A Grey Ghost in Norfolk

(Source: author’s collection)

I’m a “Boomer”, which means I grew up reading a steady stream of books about World War II, “the Greatest Generation”, etc. With the passage of the years came a greater understanding that a lot of what I took as historical gospel was in fact somewhat whitewashed, the facts occassionally a little more nuanced than what I’d been led to believe as a teenager in southwest Missouri, where the hagiography of “American Exceptionalism” is, quite literally, taken as gospel. But some of what I learned about that war has in fact stood the test of time, particularly the amazing productive capacity and technical prowess of the generation that gave us the 888 foot-long monster you see in the picture above.

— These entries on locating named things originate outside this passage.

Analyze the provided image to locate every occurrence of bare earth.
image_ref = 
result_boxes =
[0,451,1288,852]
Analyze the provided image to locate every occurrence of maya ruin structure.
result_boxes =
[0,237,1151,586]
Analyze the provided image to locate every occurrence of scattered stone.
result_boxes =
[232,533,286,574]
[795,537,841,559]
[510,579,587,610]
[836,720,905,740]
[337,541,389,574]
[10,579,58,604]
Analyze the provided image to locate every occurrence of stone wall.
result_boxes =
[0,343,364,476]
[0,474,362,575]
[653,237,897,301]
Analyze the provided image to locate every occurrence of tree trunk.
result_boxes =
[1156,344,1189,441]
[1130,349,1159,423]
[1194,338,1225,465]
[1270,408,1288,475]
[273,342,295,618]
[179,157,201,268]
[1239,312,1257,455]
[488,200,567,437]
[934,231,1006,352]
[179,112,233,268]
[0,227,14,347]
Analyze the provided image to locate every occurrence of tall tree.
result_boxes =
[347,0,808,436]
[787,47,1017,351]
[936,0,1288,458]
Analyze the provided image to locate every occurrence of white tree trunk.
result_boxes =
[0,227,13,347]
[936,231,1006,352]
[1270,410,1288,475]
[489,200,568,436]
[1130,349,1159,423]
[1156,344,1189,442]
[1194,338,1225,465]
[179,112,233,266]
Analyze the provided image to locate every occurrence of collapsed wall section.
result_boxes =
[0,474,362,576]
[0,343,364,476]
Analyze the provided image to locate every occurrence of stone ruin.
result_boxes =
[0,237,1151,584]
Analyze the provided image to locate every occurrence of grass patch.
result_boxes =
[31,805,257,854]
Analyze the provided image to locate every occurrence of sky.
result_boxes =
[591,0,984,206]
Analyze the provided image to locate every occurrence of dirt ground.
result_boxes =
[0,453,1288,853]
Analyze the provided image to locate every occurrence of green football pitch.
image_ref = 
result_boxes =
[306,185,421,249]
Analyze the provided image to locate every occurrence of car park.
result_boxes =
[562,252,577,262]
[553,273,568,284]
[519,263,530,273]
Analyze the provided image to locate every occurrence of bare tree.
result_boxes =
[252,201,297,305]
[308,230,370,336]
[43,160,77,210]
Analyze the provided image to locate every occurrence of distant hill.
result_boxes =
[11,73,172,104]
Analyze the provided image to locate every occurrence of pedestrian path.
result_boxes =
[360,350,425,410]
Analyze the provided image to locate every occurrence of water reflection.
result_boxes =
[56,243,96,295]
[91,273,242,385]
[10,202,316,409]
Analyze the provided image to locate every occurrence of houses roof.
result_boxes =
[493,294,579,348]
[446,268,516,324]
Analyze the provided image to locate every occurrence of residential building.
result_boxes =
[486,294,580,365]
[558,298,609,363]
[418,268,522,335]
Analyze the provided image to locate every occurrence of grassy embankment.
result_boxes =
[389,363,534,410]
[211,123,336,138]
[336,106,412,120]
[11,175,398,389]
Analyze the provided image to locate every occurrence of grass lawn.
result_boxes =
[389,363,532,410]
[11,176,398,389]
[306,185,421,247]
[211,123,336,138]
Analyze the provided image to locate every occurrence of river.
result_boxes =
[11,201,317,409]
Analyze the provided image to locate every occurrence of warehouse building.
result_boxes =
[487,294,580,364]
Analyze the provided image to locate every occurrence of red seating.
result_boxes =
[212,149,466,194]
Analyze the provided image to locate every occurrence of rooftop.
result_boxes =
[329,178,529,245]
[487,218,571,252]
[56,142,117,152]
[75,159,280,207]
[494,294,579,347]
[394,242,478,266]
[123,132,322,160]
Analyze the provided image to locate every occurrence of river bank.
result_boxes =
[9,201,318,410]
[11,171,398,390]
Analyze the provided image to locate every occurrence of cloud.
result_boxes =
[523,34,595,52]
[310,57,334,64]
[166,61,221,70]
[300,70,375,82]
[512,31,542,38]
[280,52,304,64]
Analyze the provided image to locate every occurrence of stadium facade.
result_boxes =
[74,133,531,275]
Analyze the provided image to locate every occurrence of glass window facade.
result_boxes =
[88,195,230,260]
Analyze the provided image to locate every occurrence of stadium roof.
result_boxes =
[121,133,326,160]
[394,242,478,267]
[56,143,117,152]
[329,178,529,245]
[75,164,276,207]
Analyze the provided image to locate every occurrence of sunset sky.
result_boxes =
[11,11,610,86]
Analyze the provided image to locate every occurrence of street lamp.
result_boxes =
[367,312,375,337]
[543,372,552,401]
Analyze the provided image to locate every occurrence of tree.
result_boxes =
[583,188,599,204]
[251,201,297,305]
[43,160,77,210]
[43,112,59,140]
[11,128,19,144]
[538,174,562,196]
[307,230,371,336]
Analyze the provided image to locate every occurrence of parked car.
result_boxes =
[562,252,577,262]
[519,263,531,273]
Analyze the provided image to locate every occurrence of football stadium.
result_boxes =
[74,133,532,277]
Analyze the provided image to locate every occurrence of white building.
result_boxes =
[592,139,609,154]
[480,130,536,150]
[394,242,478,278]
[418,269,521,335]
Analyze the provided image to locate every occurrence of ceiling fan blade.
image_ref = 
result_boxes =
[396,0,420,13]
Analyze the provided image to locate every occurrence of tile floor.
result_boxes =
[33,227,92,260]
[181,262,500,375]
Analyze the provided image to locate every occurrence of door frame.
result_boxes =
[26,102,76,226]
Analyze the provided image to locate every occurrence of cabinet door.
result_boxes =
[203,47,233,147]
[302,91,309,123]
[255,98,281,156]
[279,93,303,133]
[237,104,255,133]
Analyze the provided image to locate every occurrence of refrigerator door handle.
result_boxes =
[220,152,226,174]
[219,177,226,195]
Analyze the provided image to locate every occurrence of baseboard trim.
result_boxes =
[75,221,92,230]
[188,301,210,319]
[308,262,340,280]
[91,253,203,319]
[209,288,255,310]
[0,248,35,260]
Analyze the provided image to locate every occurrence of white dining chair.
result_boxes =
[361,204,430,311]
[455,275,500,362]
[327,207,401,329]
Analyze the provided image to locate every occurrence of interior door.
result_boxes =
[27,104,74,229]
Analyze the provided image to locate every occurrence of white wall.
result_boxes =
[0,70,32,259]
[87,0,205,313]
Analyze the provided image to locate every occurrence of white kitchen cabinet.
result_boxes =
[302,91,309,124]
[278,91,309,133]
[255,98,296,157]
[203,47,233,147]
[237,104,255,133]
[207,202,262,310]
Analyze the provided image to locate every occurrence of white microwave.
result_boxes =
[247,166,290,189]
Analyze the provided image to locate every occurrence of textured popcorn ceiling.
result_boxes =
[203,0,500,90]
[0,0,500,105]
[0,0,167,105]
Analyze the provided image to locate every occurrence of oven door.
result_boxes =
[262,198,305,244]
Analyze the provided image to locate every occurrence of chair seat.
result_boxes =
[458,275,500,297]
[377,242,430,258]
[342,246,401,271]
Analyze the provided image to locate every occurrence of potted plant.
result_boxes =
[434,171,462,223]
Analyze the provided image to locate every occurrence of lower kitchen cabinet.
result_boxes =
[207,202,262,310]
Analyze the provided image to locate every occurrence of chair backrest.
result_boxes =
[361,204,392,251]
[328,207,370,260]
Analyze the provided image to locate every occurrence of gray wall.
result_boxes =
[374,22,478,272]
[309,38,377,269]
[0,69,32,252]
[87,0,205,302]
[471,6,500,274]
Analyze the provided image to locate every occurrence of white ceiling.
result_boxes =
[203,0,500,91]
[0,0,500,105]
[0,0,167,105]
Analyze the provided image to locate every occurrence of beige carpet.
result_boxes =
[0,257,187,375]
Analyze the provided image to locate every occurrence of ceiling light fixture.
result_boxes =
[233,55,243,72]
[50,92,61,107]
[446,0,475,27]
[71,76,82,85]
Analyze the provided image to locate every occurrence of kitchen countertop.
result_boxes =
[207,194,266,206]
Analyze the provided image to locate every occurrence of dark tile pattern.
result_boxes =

I’d always wanted to walk the deck of an Iowa-class battleship, so on August 23, I did just that in Norfolk, VA–the final homeport of the U.S.S. Wisconsin (BB-64). The ship’s last war-time action came during Desert Storm, as this historical account notes:

Wisconsin, escorted by Nicholas, relieved Missouri on the 6th, answering her first combat call for gunfire support since March 1952. The most recently recommissioned battleship sent 11 shells across 19 miles of space to destroy an Iraqi artillery battery in southern Kuwait. Using an Unmanned Aerial Vehicle (UAV) as a spotter in combat for the first time, Wisconsin pounded Iraqi targets and Iraqi boats that had been used during raids along theSaudi coast. Wisconsin‘s turrets boomed again on 8 February, blasting bunkers and artillery sites near Khafji after the Iraqis were ousted from the city by Saudi and Qatari armor. The two battleships alternated positions on the gun line, using their 16-inch guns to destroy enemy targets and soften defenses along the Kuwait coastline for a possible amphibious assault.

This was the first war in the Muslim word in which we used drones in combat. Then, they were just the spotters for ordnance being fired by other platforms–in this case, 1900lb high-explosive shells from ships out of a by-gone era. Just over a decade after the end of Desert Storm, the unmanned aerial spotter would become the unmanned aerial hunter-killer, ushering in another American-led military and technological revolution. But the initial tactics for employing those drones began with the Wisconsin’s naval gunfire support missions off of Iraqi-occupied Kuwait. 

If you’re ever in Norfolk & want to see the ship for yourself, she’s berth right next to the Nauticus Museum.